Netanyahu’s argument that judicial reform will boost the economy is unfounded, but in any case their deleterious effect on the economy – whether it comes in the form of capital flight, a lower credit rating, a weaker shekel or any number of other factors – will emerge slowly.

A Truss-like crisis is not going to come from judicial reform but from political instability. Goldman Sachs, which may be regarded as reflecting the view of the global investment community, hinted at just that in a report last week.

In it, analyst Tadas Gedminas cited local “market participants” as anxious not about judicial reform per se, but about the domestic political uncertainty created by the struggle over it.

“The five most recent elections over the past three-year period have had typically limited read-through to financial markets,” Gedminas wrote before adding cautiously: “This is not to say that the current situation could not have a more meaningful impact this time around.”

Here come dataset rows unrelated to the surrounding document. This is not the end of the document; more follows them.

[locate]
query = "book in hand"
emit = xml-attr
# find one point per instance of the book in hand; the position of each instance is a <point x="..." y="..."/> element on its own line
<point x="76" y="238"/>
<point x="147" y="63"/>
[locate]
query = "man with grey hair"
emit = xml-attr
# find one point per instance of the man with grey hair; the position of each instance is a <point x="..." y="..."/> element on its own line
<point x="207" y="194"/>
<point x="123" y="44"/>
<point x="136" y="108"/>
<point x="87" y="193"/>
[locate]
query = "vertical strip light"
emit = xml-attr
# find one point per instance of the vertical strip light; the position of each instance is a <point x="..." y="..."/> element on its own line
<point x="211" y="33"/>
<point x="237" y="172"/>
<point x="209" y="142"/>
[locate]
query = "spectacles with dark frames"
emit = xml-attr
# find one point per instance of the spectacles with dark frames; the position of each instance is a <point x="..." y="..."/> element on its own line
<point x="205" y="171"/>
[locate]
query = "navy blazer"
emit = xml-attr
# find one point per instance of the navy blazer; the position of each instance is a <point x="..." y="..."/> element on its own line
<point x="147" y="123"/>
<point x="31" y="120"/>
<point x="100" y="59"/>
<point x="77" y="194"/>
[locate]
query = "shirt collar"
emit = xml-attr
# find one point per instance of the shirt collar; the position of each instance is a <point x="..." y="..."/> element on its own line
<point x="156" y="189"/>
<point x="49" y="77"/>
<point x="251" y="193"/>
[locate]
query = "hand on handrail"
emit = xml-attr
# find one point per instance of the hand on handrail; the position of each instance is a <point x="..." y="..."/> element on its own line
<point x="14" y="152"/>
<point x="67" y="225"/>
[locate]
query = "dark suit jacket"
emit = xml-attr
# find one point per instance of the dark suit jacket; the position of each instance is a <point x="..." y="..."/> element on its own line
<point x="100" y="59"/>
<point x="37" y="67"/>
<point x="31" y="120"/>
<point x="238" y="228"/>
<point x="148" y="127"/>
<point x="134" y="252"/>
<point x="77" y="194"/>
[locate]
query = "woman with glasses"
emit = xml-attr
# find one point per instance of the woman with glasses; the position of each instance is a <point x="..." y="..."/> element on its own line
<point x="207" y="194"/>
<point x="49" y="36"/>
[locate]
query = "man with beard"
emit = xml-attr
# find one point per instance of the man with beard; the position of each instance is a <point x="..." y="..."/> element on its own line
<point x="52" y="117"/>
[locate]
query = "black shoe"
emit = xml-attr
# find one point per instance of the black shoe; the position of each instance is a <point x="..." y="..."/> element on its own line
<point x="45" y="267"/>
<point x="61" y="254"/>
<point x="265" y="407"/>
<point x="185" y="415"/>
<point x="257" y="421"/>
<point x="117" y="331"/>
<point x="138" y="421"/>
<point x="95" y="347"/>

What Gedminas meant by “limited read-through to financial markets” was that the Israeli economy and the shekel have held firm over the last three years despite a long run of indecisive elections, because of the country’s excellent financials: Israel has long enjoyed big current account surpluses, large and growing foreign currency reserves and, a low ratio of debt to GDP, despite blow-out spending during the COVID pandemic.

These are the kind of metrics the financial markets care about most. They have prevented the shekel from weakening and have enabled Israel to maintain a high credit rating despite the political turmoil of repeated elections. But for how much longer?

If the government rams through judicial reform without compromise, it risks alienating a great many Israelis, including the country’s best and brightest, whose long-term effect is anyone’s guess. In the shorter run, the month-old Netanyahu government is already beset by major crises – rifts over policy in the West Bank, growing tensions with the Palestinians and the imperative of getting Arye Dery, a minister previously convicted of fraud, back into the cabinet.

Netanyahu’s promise of a stable, right-wing government looks more illusory by the day. If it falls, it will mean that neither a government of the anti-Netanyahu center-left nor one of the religious-right can hold on to power for very long. What does it say about the outcome of Election No. 6? What will it mean for Israeli financial metrics when no government lasts long enough to implement economic policies? When these worries begin to emerge, that’s when the money may begin to flee and the markets to react.